Quinn resigned in 2014, and the current Minister of Education Jan O'Sullivan continues to carry out the agenda he set in motion. The latest includes a new religion curriculum that may require Catholic schools to teach about other faiths from a secularist perspective.
Schools are permitted 30 minutes per day on religious instruction, which in Catholic schools usually focuses on teaching the Faith as well as preparing children for First Communion and Confirmation.
With the proposed new religion course, this could cut into the 30-minute time period, replacing part or all of it with a secularist perspective on world religions. The Department of Education has determined that teaching about other faiths through the lens of one particular belief system is not a good idea.
Apparently, Abp. Martin has no problem with the reforms.
"If a school is working well in a community no one wants a change to that. But change is taking place. The population is changing. The views of teachers are changing. ... I hope we can have a robust discussion about this."

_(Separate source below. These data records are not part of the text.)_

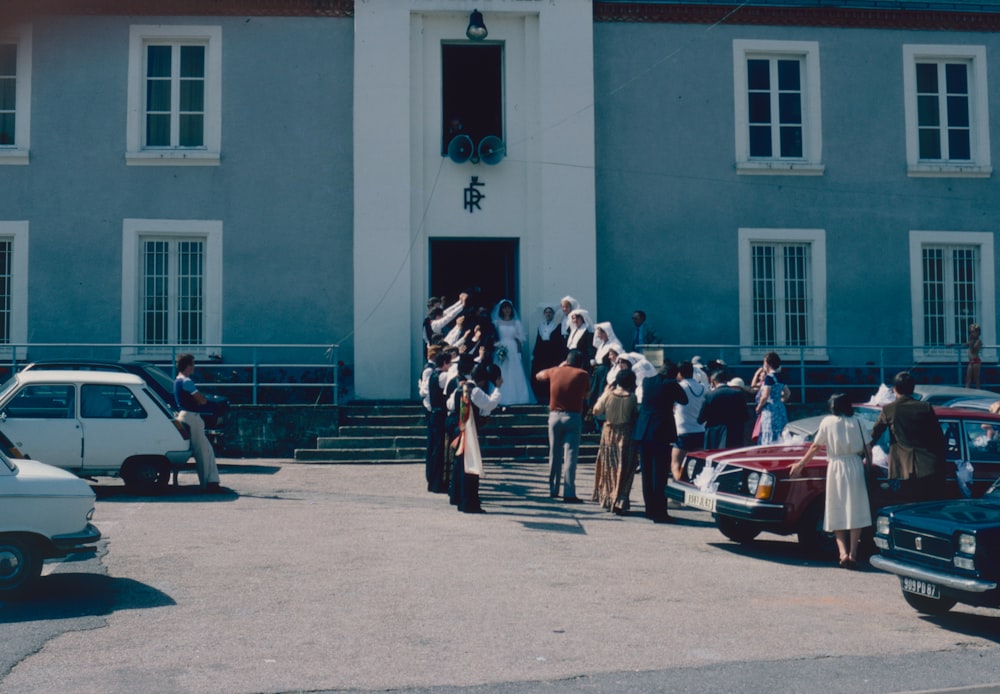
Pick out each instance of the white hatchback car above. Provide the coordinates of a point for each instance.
(94, 423)
(45, 513)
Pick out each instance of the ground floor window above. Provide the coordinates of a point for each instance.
(951, 288)
(172, 285)
(783, 292)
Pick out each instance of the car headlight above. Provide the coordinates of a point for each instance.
(691, 464)
(764, 486)
(882, 525)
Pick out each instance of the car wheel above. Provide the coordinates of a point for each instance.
(813, 540)
(146, 475)
(20, 564)
(922, 603)
(737, 531)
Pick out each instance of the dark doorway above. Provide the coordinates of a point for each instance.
(487, 267)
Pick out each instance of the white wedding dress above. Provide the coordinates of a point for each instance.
(515, 389)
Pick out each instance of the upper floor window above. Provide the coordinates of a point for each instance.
(174, 96)
(15, 95)
(782, 291)
(777, 100)
(946, 107)
(172, 285)
(951, 287)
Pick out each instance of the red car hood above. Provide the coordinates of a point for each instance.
(764, 458)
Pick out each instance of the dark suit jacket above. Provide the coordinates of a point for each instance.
(656, 411)
(724, 414)
(918, 445)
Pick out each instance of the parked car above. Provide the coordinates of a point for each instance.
(94, 423)
(45, 513)
(956, 397)
(944, 552)
(749, 491)
(155, 377)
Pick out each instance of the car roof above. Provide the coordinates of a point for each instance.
(62, 376)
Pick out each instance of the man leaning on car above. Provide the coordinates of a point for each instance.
(189, 400)
(917, 451)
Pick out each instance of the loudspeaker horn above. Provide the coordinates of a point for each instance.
(491, 150)
(460, 149)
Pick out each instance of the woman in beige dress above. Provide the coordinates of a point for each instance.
(617, 455)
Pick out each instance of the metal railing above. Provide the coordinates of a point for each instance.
(245, 373)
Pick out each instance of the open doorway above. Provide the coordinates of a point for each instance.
(488, 267)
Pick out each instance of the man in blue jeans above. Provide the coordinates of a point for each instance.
(569, 386)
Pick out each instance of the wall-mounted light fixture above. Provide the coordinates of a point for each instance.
(477, 29)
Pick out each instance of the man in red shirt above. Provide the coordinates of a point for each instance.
(569, 386)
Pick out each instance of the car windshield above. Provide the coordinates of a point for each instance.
(994, 491)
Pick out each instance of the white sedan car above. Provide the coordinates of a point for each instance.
(94, 423)
(45, 513)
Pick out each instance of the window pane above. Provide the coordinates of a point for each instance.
(158, 61)
(760, 141)
(789, 108)
(956, 77)
(192, 61)
(959, 146)
(192, 96)
(6, 253)
(157, 130)
(758, 74)
(958, 112)
(158, 95)
(930, 144)
(8, 59)
(788, 75)
(7, 129)
(8, 94)
(791, 142)
(760, 108)
(192, 131)
(927, 111)
(927, 78)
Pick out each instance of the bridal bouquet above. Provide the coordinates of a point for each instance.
(500, 355)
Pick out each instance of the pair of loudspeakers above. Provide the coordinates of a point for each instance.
(490, 151)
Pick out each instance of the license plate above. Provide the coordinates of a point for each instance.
(918, 587)
(702, 501)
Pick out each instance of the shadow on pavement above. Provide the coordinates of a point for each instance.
(72, 595)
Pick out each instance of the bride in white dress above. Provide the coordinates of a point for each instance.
(507, 355)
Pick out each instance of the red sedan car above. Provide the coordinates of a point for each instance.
(749, 491)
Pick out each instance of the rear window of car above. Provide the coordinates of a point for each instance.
(43, 401)
(101, 401)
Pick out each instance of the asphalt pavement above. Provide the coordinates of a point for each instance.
(354, 578)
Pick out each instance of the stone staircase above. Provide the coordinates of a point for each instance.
(393, 432)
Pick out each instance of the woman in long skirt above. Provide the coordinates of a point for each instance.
(617, 455)
(847, 507)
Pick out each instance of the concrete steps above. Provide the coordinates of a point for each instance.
(393, 432)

Touching on this point in his Sunday homily, Martin went even further to criticize the Church for its "hypocrisy" and "disregard" for the "marginalized."
When the Church "becomes trapped into a logic of looking after its own privilege and power first, then a situation arises very quickly in which nothing else counts."
"Jesus says of the scribes that they were even prepared to 'swallow up the property of the widows' to achieve their own satisfaction," he said, "and we know that in biblical terms widows and orphans represent the marginalized of any kind."
"Jesus is reminding his hearers — and indeed reminding us many generations later — that the temptation to hypocrisy and disregard for others is in fact a temptation which is recurrent in history, a temptation which can continuously repeat itself."
Archbishop Martin was known for taking a weak position on Ireland's same-sex marriage referendum. Before the vote, he had said he wouldn't tell Catholics how to vote. Although he himself would be voting "no" based on his "religious convictions," he went on, "I have, however, no wish to stuff my religious views down other people's throats."
After Ireland overwhelmingly passed gay marriage, Martin commented, "I appreciate how gay and lesbian men and women feel on this day. They feel this is something enriching the way they live. It's a social revolution."